What Do Social Media ‘Likes’ Really Mean?
Businesses and nonprofits actively seek “likes” and “follows” on social media, but research from Kean University shows social media actions don’t necessarily translate into sales or donations.
Min Chung Han, Ph.D., assistant professor of marketing in Kean’s College of Business and Public Management, said her study’s findings show that a high number of likes may influence consumers’ trust in the organizations, but the high number may not affect their behavior at all.
“Facebook marketing can be more effective to improve consumers’ attitudes towards an organization rather than directly influence their behavior such as with a donation or purchase,” Han said.
Han said the origin of her research into social media likes came from observing Kean students and other young people participating in “like us” campaigns to get benefits such as coupons, Wi-Fi access and prizes, but then becoming indifferent to the organization once the benefit is received.
“I had the question, ‘Are more likes actually better?’ I wanted to investigate whether the number of likes actually reflects consumers’ attitude and intention to engage with the organizations as we expected,” she said.
Alumna Jessie Coronel ’20, of Clifton, a relocation director for Berkshire Hathaway HomeServices Abbott Realtors, assisted with a survey on the Facebook practices of young people as a student at Kean.
“I learned how to format questions, use programs and be part of a team, which is crucial in working in the real world,” she said. “It also has helped me deal with real-life work expectations. I felt more confident in myself. I use my social media practices and understanding to maintain network relationships and community relations where I work now.”

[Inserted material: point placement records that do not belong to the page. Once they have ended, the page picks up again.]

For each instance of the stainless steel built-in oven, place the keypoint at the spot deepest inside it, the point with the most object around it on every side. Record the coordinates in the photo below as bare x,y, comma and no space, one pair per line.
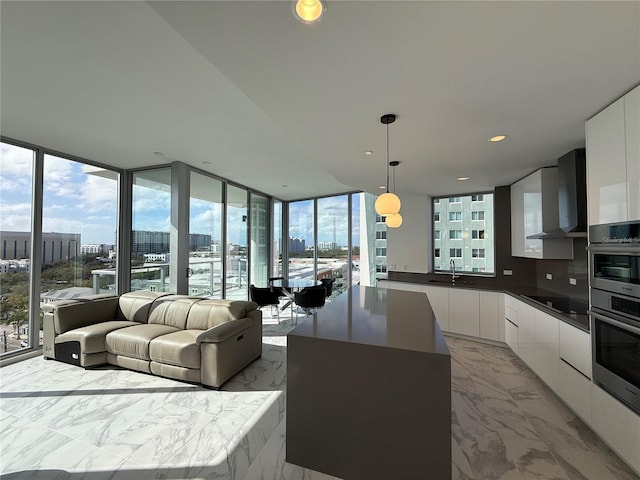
615,309
615,257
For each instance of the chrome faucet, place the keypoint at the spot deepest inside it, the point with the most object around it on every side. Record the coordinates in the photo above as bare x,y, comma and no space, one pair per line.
452,264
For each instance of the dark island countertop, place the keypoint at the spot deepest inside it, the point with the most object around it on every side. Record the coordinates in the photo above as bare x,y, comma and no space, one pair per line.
377,317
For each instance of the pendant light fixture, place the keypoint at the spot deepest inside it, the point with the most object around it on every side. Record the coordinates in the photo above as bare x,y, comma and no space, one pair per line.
394,221
308,11
387,203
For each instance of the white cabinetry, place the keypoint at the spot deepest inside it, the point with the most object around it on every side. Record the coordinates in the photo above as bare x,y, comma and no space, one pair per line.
464,312
575,390
613,162
527,334
575,348
511,327
547,358
535,336
439,300
632,137
534,210
490,325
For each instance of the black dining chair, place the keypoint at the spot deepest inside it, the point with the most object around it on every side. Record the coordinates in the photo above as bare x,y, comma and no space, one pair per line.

Han’s research, supported by a Kean Students Partnering with Faculty grant, was completed late last year and was recently published in the International Review on Public and Nonprofit Marketing (Springer). She said the findings apply to any business or organization but are most informative for small organizations and nonprofits with limited budgets to spend on marketing.
“Social media is a great digital marketing platform that does not cost a fortune and is easy to access. However, generating success from social media marketing is not easy,” she said.
In a separate study, Han also researched online text chatbots, the automated bots prevalent on business websites to answer customer questions. Specifically, she looked at whether consumers are likely to use them to make purchases.
“This study clearly indicates that consumers are more likely to use chatbots when they speak in a more “human-like” manner,” she said. “Also consumers are more willing to purchase while talking to chatbots when they find the conversation is fun and entertaining.”
She noted that this research, supported by a Kean Untenured Faculty Research Initiative grant, also found that consumer expectations for chatbots are quite high, so businesses should do extensive planning and preparation before introducing one.
Assisting in the chatbot research was Wenzhou-Kean University senior Danwei Yang, who studied at Kean USA in the 2019-2020 academic year. She helped create surveys and assisted with data analysis, and presented the chatbot research with Han at the 27th National Conference of the American Society of Business and Behavioral Science. The research was awarded "Best Paper” in the marketing track at the conference.
“Joining in this research project is the best decision I have ever made in my four years of college,” she said. “I got the opportunity to discover my academic interests and gained confidence in research. I was inspired to continue research in graduate school.”
Yang has been admitted to the University of Michigan, New York University and Boston University for graduate school this fall. She plans to pursue a doctoral degree.